Cambarus fasciatus, the Etowah crayfish, is a species of crayfish in the family Cambaridae. This species is endemic to Georgia, where it is state listed as S2.

== Description ==
The carapace and claw are brownish while the segments of the abdomen have pale centers and rust-orange/red rear edges. The tail fan is often grayish to bluish. Their areola is wide and they have well-developed cervical spines. The rostrum narrows anteriorly, appearing slightly pinched in the middle, with ridges typically of a rust-orange color, and marginal spines are present.

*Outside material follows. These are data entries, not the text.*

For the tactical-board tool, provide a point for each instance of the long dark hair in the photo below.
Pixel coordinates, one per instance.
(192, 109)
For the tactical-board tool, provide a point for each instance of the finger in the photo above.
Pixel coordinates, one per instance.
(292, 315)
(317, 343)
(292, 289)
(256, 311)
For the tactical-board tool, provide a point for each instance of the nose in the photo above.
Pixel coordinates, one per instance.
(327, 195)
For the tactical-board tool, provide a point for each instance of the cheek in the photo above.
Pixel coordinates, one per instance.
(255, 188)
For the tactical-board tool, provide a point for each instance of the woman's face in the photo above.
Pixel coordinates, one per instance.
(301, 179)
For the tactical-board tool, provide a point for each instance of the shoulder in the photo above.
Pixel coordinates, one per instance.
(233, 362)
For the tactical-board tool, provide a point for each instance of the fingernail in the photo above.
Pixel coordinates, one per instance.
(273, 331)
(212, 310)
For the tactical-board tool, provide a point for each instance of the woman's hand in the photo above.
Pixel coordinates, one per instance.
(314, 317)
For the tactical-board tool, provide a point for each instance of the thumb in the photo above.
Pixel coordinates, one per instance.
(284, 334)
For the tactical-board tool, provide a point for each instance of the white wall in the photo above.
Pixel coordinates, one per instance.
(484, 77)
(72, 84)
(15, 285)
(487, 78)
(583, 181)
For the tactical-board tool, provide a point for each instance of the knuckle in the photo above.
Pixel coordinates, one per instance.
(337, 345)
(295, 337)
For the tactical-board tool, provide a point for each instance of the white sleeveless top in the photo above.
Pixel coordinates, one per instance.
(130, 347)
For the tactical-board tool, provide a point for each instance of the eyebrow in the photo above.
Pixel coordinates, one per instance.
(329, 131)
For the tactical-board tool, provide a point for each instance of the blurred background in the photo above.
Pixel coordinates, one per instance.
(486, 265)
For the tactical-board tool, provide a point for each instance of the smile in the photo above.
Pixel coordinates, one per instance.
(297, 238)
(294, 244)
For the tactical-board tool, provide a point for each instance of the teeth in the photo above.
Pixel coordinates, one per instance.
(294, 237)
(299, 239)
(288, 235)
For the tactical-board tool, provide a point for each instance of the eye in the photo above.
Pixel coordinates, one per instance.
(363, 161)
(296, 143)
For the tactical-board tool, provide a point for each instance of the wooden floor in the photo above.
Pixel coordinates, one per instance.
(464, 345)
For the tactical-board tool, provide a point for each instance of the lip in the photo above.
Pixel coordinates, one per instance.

The claws of this species may get quite large in proportion to body size, they have somewhat prominent tubercles, and there is a relatively significant gap between the fingers of the claws when the fingers are closed. Many of this species' joints are often of a rust-orange/red color which can be quite distinctive.

== Range ==
This species is only found within the Etowah river system, where it generally is found in small streams and headwaters. They are endemic to the state of Georgia, but thet are generally not found below the Allatoona dam.

== Ecology ==
This species is typically found under stones in Lotic habitats, often in mid size to small streams, especially those with rocky bottoms. They are also found on sandy or less rocky bottoms where they are associated with wood debris, leaf aggregations, and any rocks present. These crawfish are nocturnal, and tend to breed around March to May. Female crayfish enter a secluded and secure place to release eggs and attach them to their swimmerets, at which point they are referred to as "in berry". Female crawfish will hold the eggs and the young until their second molt, they have been found with eggs and young during the months of May and June. They molt many times in their first year, and it is suspected they can reach sexual maturity by the end of said first year.